A Reminder by good blogger friend Pretty Clever Film Gal tells us that today, January 23 is the birthday of Sergei Eisenstein, the champion of a style of filmmaking — in particular his editing schemes — that was decades ahead of its time and would not be widely used in mainstream American motion pictures until the late sixties (Bonnie and Clyde, and The Wild Bunch being the two films most frequently cited).
Eisenstein, something of a disciple of D. W. Griffith (and who also wrote what many consider the most cogent early essay on Griffith in Film Form, 1949), made his most famous work, Battleship Potemkin, in 1925, which commemorated the anniversary of the mutiny of sailors aboard the Czar’s flagship destroyer in 1905. The story of the revolt of the sailors against their brutal treatment at the hands of the ship’s officers serves as a historical precursor and symbol of the eventual uprising of the proletariat against the Czar in 1917.
Although the set-piece of “Potemkin” is the masterful “Odessa Steps” sequence, a taste of the violence mirrored by editing in that sequence can be found in miniature in the brief, but almost as famous, plate-smashing sequence that concludes “Part one” of the film.

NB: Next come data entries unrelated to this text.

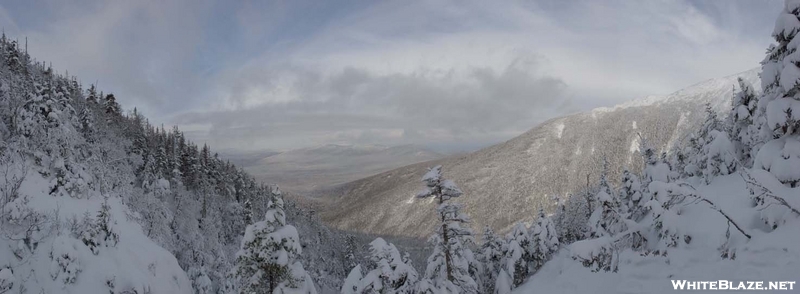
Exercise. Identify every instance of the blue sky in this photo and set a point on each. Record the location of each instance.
(453, 75)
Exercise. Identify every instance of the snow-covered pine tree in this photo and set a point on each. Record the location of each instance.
(654, 168)
(352, 284)
(519, 258)
(606, 220)
(630, 193)
(390, 273)
(266, 262)
(779, 107)
(493, 251)
(714, 154)
(101, 233)
(448, 269)
(504, 284)
(544, 240)
(744, 106)
(718, 156)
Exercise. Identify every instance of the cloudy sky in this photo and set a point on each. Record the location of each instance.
(450, 75)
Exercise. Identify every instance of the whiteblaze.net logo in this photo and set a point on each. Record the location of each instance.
(732, 285)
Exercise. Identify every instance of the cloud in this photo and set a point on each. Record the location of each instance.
(451, 74)
(357, 105)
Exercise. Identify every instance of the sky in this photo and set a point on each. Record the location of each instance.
(448, 75)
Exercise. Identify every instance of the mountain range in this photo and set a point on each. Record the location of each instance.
(307, 170)
(509, 182)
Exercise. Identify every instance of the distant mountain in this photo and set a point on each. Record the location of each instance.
(307, 170)
(246, 158)
(509, 182)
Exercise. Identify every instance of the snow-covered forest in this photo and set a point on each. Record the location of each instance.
(96, 199)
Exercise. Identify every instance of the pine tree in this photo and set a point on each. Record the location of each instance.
(742, 134)
(266, 262)
(390, 275)
(449, 266)
(630, 193)
(544, 240)
(520, 255)
(493, 251)
(778, 116)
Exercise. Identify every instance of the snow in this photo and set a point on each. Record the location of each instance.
(768, 256)
(60, 262)
(560, 130)
(778, 108)
(781, 157)
(786, 24)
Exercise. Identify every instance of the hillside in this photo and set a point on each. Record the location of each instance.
(521, 175)
(307, 170)
(94, 199)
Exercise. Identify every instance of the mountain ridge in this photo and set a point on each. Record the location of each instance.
(521, 175)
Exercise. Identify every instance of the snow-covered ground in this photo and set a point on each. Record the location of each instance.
(46, 253)
(768, 256)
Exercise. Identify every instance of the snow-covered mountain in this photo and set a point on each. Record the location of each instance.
(309, 169)
(508, 182)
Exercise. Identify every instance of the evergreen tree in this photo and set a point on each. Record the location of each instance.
(778, 117)
(544, 240)
(630, 193)
(742, 134)
(266, 262)
(520, 254)
(493, 251)
(391, 274)
(449, 265)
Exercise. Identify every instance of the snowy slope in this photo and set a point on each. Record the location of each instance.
(519, 176)
(309, 169)
(768, 256)
(57, 261)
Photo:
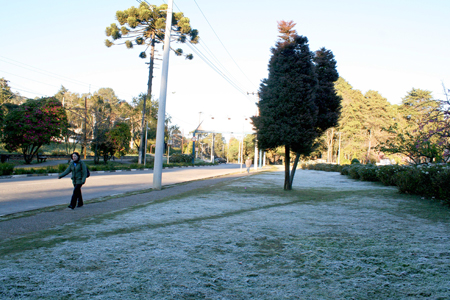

The establishing shots of this sequence (each image that follows represents a single cut/edit) last about 35 seconds as the sailors clean up what are probably relatively few dirty plates and silverware — the sailors have refused to eat the borscht made with rotten, maggot-ridden meat. Tensions are above a simmer . . .
The hypocrisy of the message boils in the brain of the sailor who erupts in anger, shown in the next 10 cuts (numbered at the lower right of each frame) in a mere 3 seconds:
. . . and with a fade-out the scene is set for the drama of “Part two” and the sailors’ mutiny.